Je pourrais vous fredonner l’air – mais cela passe très mal dans un blog qui se limite au texte -… j’ai encore le souvenir brumeux de quelques strophes de la chanson, en wallon évidemment, comme tout ce qui est folklorique à Malmédy – il y était question de fête, de la naissance « do binamé St Jean » (du bien aimé Saint Jean), et pour rimer, de petits et grands - … mais je me souviens surtout que ce qui pourra paraître d’ici quelques années comme une coutume antique, avait disparu.
Je ne me souviens d’ailleurs que de deux éditions dans le quartier… et d’aucune dans les autres de la ville…

mardi 8 avril 2008

Réveil

Tic, tic, tic, font les réveils d’aujourd’hui !
Tic, tac, tic, tac, faisaient ceux d’autrefois !

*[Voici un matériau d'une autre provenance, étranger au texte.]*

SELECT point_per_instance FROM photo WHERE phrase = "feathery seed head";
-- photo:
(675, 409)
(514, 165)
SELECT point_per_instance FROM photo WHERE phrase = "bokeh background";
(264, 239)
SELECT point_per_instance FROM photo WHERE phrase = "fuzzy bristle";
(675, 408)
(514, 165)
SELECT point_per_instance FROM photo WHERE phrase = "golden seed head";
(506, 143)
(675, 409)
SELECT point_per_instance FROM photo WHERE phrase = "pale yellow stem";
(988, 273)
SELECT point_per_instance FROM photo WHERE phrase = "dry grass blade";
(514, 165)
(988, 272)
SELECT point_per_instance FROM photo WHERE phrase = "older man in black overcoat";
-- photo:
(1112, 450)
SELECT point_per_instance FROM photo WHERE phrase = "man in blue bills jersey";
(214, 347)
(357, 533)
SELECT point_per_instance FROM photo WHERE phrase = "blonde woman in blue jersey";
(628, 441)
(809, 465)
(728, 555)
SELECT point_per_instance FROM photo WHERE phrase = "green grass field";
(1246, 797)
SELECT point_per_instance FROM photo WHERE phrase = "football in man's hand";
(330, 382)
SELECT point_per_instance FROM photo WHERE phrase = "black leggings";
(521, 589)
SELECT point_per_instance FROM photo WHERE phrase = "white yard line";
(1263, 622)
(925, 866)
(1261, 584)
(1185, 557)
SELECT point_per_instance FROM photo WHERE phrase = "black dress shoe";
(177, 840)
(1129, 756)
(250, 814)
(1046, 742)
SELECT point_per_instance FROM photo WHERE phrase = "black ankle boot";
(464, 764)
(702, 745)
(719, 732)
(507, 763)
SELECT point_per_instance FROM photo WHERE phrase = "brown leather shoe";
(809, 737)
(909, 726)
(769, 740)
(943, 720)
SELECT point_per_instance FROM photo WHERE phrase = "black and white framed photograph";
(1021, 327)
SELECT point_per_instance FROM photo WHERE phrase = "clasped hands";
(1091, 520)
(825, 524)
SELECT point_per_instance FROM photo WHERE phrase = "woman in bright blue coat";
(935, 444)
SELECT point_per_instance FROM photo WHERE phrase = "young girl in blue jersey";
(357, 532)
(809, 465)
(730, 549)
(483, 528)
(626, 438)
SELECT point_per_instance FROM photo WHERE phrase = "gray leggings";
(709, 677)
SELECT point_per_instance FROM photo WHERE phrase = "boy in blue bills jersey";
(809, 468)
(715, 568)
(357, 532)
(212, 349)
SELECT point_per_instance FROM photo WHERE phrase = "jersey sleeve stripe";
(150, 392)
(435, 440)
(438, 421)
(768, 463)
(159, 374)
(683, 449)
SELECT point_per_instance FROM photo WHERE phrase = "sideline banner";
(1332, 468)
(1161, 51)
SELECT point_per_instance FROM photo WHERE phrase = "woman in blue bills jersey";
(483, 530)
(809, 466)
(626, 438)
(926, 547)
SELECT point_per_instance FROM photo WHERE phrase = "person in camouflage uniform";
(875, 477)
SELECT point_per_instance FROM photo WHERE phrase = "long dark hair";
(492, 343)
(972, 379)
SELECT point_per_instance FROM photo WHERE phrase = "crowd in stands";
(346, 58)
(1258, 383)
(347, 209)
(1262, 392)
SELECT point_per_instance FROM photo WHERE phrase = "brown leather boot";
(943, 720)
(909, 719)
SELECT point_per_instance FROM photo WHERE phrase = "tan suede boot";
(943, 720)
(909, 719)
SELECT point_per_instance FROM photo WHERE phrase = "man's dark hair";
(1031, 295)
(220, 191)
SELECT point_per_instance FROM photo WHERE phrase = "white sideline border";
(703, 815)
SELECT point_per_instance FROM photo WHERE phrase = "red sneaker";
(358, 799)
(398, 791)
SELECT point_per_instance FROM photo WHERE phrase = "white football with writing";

De plus, il fallait les remonter. Régulièrement. Tous les jours pour les plus faibles. Tous les jours pour les autres aussi. Juste une question d’habitude. Juste pour ne pas oublier.
Et puis ce tic, tac, tic, tac… Ferme, puissant… Alors qu’aujourd’hui le stupide et léger tic, tic des réveils digitaux empêchent certains de dormir, nous n’étions dérangés ni par le tic, ni par le tac de ces monstres mécaniques. Ils nous berçaient plutôt.
Et puis la sonnerie. Intégrée pour les plus doux… surmontant l’appareil pour les plus agressifs. L’appel à quitter les limbes était impératif, magistral, tempétueux… Pas question de se réfugier sous son oreiller ou de feindre l’ignorance.
Le réveil imposait son cocorico de métal, se déchainait sur la table de nuit. Il fallait tendre le bras dans le froid de la chambre. Faire taire l’importun chambard.
Mais, l’homme s’habitue à tout. Et il en était que même ces monstres d’acier hurlant n’arrivaient pas à réveiller. Ne restaient alors que trois options.
Le modèle géant. Pas sûr. Tout juste une sorte de gadget décoratif.
Deux réveils… dont un hors de portée du bras du dormeur… Pas mal du tout. Mais très dérangeant pour les occupants de chambres voisines qui devaient supporter l’intégralité du chant du premier.
Ou enfin, poser le réveil sur une assiette remplie de pièces de monnaie. Qui ajoutaient leur cacophonie à l’original horloger. Imparable autant que délicat !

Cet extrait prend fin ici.